VisionNav VNSL14 Model
Ever since the entry of autonomous forklifts into the market, the positioning and navigation methods have experienced a gradual upgrade, from the initial magnetic stripe navigation, QR code navigation, and laser reflector navigation to 2D SLAM navigation solutions. However, the old positioning and navigation methods still need to improve in terms of limitation, cost, deployment time, etc. VisionNav Robotics’3D laser SLAM positioning solution can reduce people’s workload, such as constantly sticking and removing QR codes and reflectors from the workshop. 3D laser SLAM can adapt to high-precision positioning indoors and outdoors and break through the limitations of complex working scenarios like climbing slopes and unloading on platforms. Also, 3D laser SLAM has higher adaptability to environmental changes.
Our client is a digital high-end intelligent equipment manufacturing enterprise seeking automated production lines, smart equipment, etc., to improve work efficiency. The project involves the plane transfer, docking conveyor lines, collecting and stacking empty pallets, etc. The height of the conveyor line is about 27.56-31.50 inches, and the pallet is a perimeter base pallet. VisionNav’s flexible logistics solution helps realize the automatic handling of materials from the mixed storage area to the designated platform, thus improving logistics efficiency and yielding a better collaboration between humans and robots.
VisionNav Robotics comprehensively considers customer needs and project site conditions, import the central control scheduling system to connect with the customer's WMS system, and configure a customized wide-leg VNSL14 pallet stacker autonomous forklift to adapt to the perimeter base pallet. At the same time, based on the 3D positioning and navigation scheme, to realize Autonomous positioning and navigation of the VNSL14 autonomous forklift on site.
VNSL14 Handling Scene
Phase One - Plane Material Transfer
When the goods are unloaded in the cargo buffer area, workers on site can use a PDA to scan the cargo information and send the information to the WMS. Next, WMS will generate task instructions and send them to the central control scheduling system, and dispatch the VNSL14 autonomous forklift to transport the goods in the buffer area to the conveyor line.
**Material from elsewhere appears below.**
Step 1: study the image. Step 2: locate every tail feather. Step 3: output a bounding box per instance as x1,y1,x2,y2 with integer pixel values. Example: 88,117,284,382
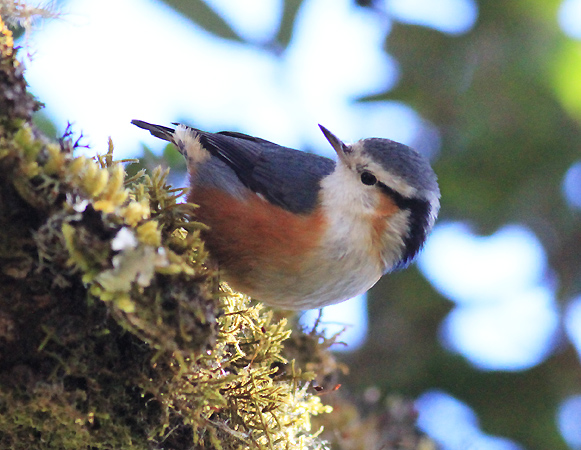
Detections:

VNSL14 Plane Transfer Scene
Phase Two - Docking Conveyor Line
VNSL14 autonomous forklift puts the goods onto the conveyor line in turn and returns to the feeding station area to wait. When the goods on the conveyor line pass the inspection, the VNSL14 autonomous forklift then continues to the next task; if the goods are unqualified, the system will generate a priority task for the VNSL14 autonomous forklift to pick up the unqualified materials from the conveyor line to the pending areas waiting to be re-processed.
Docking Conveyor Line
Phase Three - Collecting and Stacking Empty Pallet
The task command is generated by the central control scheduling system of VisionNav Robot. As a result, the VNSL14 autonomous forklift is dispatched to the conveyor line to collect the empty pallets. After the material on the conveyor line is consumed, the system modules installed within the conveyor line will send the collecting signal to the customer's WMS system.
Empty Pallets Collecting and Stacking Scene
3D laser SLAM Positioning and Navigation System
The VNSL14 autonomous forklift in this project adopts the 3D laser SLAM positioning and navigation system to realize the autonomous positioning and navigation of the autonomous forklift on site. The 3D SLAM based on the laser dot-cloud technology obtains the three-dimensional space point data of the object through the sensor. In an unfamiliar space, the autonomous forklift acquires the environmental features through repeated observation during the movement process, locates its position and status, and then incrementally builds maps to achieve simultaneous positioning.
3D SLAM Navigation
Five-layer of Empty Pallet Stacking
In collecting empty pallets, the VNSL14 autonomous forklift has to complete five layers of empty pallet stacking to save storage space. It can accurately identify the pallet pose, fork hole position, etc., based on the 3D laser sensor. When VNSL14 performs stacking tasks, it can adjust the body for adaptive fork picking and stacking, with a repeat placement accuracy of ±10mm.
Empty Pallets Collecting Scene
Integrating VNSL14 and the central control system provides more possibilities for the autonomous collecting and picking of empty pallets onsite. The customized VNSL14 with wide outriggers is suitable for the customer's perimeter base pallet. The collaboration generated by humans and robots greatly optimizes work efficiency in light of complex factors in various workshops.